Twitter CEO and Co Founder, Jack Dorsey addresses students at the Indian Institute of Technology (IIT), on November 12, 2018 in New Delhi, India.
Amal KS | Hindustan Times | Getty Images
Twitter’s been on a creator-focused tear.
The company announced its first subscription service earlier this month, called Twitter Blue. It now lets people tip select users through the app, and the company acquired newsletter platform Revue to allow creators to publish and monetize newsletters. It’s also rumored to be close to launching its Super Follows feature, which would allow some users to charge others for select content.
All of this comes after the company set an ambitious goal to double its revenue by the end of 2023 and grow its user base to 315 million daily active users. But it appears creator cuts won’t make a material impact on the company’s revenue anytime soon.
All of Twitter’s current bets in the creator space can be thought of as a type of insurance or a hedge, in case there is a smart way to make money through creator cuts (aside from advertising), Laundry Service head Jordan Fox told CNBC.
“Every platform CEO thinks: what if direct, platform-facilitated creator monetization explodes as a market? What if it goes from a niche offering to a massive revenue driver comparable to or larger than advertising is today? What if we miss it?” Fox later added in an email. “Putting fee structures around this stuff now is the hedge against that scenario.”
Look to Instagram. The social media company said it would temporarily waive fees on its creator monetization products. However, Fox said there’s a reason it wasn’t framed as a free product.
“What if the market becomes huge, and Instagram wants or needs to participate economically? They need to be ready for that, unlikely as it may seem today,” Fox said. Currently, more than 50 million people globally consider themselves creators, according to a report from venture firm SignalFire, and it’s the fastest-growing small business segment.
It’s a creator’s world
Every social media giant has started making bets on creators.
Instagram chief Adam Mosseri recently told CNBC that its parent company, Facebook, wants to have millions of creators making a living through its family of apps. Snapchat will allow users to tip some of its most popular creators, and the company regularly pays people for posting popular content on its short-form video service. Pinterest also introduced a creator fund for a small group of users.
Despite the subscription business model serving as one way to diversify Twitter’s revenue streams, the company still makes most of its money from ads. According to its first-quarter earnings report, advertising makes up more than 86% of Twitter’s revenue.

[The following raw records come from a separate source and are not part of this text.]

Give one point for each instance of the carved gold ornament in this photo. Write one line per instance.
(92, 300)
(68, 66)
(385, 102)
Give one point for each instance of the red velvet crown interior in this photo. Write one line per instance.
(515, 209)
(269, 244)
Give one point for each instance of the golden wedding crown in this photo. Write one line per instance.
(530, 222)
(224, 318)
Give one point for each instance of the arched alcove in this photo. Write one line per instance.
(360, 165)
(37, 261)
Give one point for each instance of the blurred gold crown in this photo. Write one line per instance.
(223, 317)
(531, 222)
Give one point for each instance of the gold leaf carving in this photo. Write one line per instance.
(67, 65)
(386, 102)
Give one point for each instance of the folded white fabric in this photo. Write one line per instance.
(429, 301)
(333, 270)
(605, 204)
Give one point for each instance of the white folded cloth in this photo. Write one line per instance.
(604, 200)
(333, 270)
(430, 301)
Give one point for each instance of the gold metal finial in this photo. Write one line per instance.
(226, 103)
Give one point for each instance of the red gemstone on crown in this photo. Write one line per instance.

“Twitter’s core revenue stream will remain its ads business for the foreseeable future. Any money made from creator cuts will be supplementary income for the company,” Jasmine Enberg, eMarketer senior analyst at Insider Intelligence, told CNBC in an email.
EMarketer said it expects Twitter’s worldwide ad revenue to grow 28.7% to $4.03 billion in 2021, after traffic acquisition costs. A social media company’s ad inventory only has value when people voluntarily spend hours a day on the platform. And people do that, mainly, to view content posted by creators.
“Twitter’s value proposition to advertisers is its highly engaged user base. Creators are major drivers of user engagement on social media, and Twitter’s new creator-focused features can help the company attract and retain creators. The end goal is to boost user engagement in order to incentivize advertisers to invest more in the platform, thus increasing Twitter’s ad revenues,” Enberg added.
Social media companies still need creators. And they need them more than the artists need the social media companies.
“You see a lot of experimentation right now where the platforms are flirting with trying to directly monetize creators, but they also don’t want to overstep and alienate them,” Fox said.
That means that while these social media companies want to bring in supplemental revenue through creator cuts, they have to tread carefully. If a company, for example, takes too much of a cut, a creator could decide to focus their time on other apps. The social media company could then, in turn, lose that person’s stream of content and not make a cut of revenue and miss out on advertising dollars.